Mark, I have to admit, my previous condemnation of the 451 was a knee jerk reaction to a trend for oven manufacturers to cut corners with countertops, combined with some quick math. I took the 451ED-1's 5.42 kW, divided it by it's 3 elements, came up with 1.8 kW per element and wrote it off in comparison to the 4 kW (8 kW/2) per element in the Baker's Pride.
The math wasn't wrong, I just didn't do enough of it. I put some more time in crunching the numbers and, per square inch, the 451ED-1 is 5.5 watts and the EP-1-8-3836 is 2.9 watts. Another big plus on the PM side, is the 3.4 deck height- not a huge amount of space to launch into, but a fantastic way of maximizing the IR raining down from the top burner(s).

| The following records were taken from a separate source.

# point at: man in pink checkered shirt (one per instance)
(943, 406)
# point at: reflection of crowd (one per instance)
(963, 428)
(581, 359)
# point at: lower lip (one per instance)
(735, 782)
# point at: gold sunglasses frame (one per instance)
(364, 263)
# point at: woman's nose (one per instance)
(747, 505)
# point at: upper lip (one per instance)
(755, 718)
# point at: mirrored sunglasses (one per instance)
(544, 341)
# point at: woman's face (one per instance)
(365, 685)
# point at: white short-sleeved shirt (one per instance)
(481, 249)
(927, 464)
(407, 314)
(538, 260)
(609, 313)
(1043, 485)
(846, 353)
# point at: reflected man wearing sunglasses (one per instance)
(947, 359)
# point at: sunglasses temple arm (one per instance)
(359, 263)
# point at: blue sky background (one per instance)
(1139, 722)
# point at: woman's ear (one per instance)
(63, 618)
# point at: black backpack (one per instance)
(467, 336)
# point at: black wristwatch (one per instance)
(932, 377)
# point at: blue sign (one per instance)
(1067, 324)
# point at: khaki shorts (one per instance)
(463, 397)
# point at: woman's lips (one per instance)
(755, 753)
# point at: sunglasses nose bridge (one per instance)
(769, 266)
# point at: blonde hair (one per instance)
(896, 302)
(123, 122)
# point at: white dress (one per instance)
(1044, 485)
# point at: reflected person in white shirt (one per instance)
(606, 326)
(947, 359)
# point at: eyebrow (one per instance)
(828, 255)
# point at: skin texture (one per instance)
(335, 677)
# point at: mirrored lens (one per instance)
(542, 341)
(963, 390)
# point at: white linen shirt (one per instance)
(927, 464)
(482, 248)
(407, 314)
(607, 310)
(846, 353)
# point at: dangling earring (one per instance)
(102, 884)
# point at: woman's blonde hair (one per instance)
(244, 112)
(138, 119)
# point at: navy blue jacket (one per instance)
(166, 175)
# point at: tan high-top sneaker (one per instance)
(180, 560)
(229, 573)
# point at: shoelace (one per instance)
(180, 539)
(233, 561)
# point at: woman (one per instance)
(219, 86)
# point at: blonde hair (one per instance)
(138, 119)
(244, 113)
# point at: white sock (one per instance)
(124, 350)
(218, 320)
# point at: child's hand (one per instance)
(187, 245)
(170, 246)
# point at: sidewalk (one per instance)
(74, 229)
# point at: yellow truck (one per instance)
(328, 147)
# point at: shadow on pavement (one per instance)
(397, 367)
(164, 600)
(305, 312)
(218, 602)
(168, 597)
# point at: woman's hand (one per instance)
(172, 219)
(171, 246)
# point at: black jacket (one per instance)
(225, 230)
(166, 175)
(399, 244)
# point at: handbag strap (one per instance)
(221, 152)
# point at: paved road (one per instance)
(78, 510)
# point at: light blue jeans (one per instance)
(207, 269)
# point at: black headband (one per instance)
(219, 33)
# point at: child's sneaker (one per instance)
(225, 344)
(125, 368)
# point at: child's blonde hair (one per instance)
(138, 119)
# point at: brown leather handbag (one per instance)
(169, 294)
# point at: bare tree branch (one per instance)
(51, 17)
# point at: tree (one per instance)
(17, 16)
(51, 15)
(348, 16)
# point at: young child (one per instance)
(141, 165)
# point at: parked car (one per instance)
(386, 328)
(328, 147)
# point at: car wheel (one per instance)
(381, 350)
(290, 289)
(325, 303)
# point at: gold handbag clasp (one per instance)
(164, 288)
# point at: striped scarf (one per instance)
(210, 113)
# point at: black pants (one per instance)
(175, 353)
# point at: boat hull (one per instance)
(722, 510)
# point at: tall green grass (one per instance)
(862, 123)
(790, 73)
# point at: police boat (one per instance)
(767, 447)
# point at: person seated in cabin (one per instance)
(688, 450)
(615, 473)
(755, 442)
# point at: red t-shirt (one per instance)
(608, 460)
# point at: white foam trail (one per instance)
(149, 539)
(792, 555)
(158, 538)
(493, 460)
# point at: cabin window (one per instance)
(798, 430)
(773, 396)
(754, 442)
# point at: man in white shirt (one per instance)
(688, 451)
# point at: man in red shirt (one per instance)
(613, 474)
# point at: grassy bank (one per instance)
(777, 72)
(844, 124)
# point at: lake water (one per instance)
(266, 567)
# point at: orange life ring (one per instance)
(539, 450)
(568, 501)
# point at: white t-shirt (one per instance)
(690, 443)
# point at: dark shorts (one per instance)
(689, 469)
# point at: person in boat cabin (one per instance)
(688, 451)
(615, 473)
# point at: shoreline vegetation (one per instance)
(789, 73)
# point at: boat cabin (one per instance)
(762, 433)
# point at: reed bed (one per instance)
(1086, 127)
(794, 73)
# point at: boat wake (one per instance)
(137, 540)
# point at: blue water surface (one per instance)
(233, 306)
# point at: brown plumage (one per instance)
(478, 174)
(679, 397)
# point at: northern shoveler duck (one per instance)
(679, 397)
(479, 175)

I'm not fully endorsing the 451ED-1, but, at the same time, I'm not condemning it. On paper, this oven might have a chance.
In order for it to begin to be viable, though, you will need to confirm two features. First, that each of the three elements has separate temperature control. If it's anything other than 3 separate controls, forget it. Second, each element has to be the same- no major disparity in wattages between them.
Bear in mind, my thoughts about this oven are entirely in a 3+ minute NY style context. This oven may go to 932, but I really don't think it has a chance to do Neapolitan bake times, nor do I think it can do the almost Neapolitan bakes that Jeff Varasano is doing now in his pizzeria. 932 is about 150 deg. too much for Neapolitan undercrust browning on cordierite, but I really don't see these 1.8 kW elements pumping out enough IR to do sub 3 minute top browning.
Mark, even if the 451 does look like it might work, if you have a typical 550 deg. electric oven, with the right hearth, you can avoid any risk, save yourself $4K and use your home oven for 3+ minute bakes- without putting the oven in jeopardy.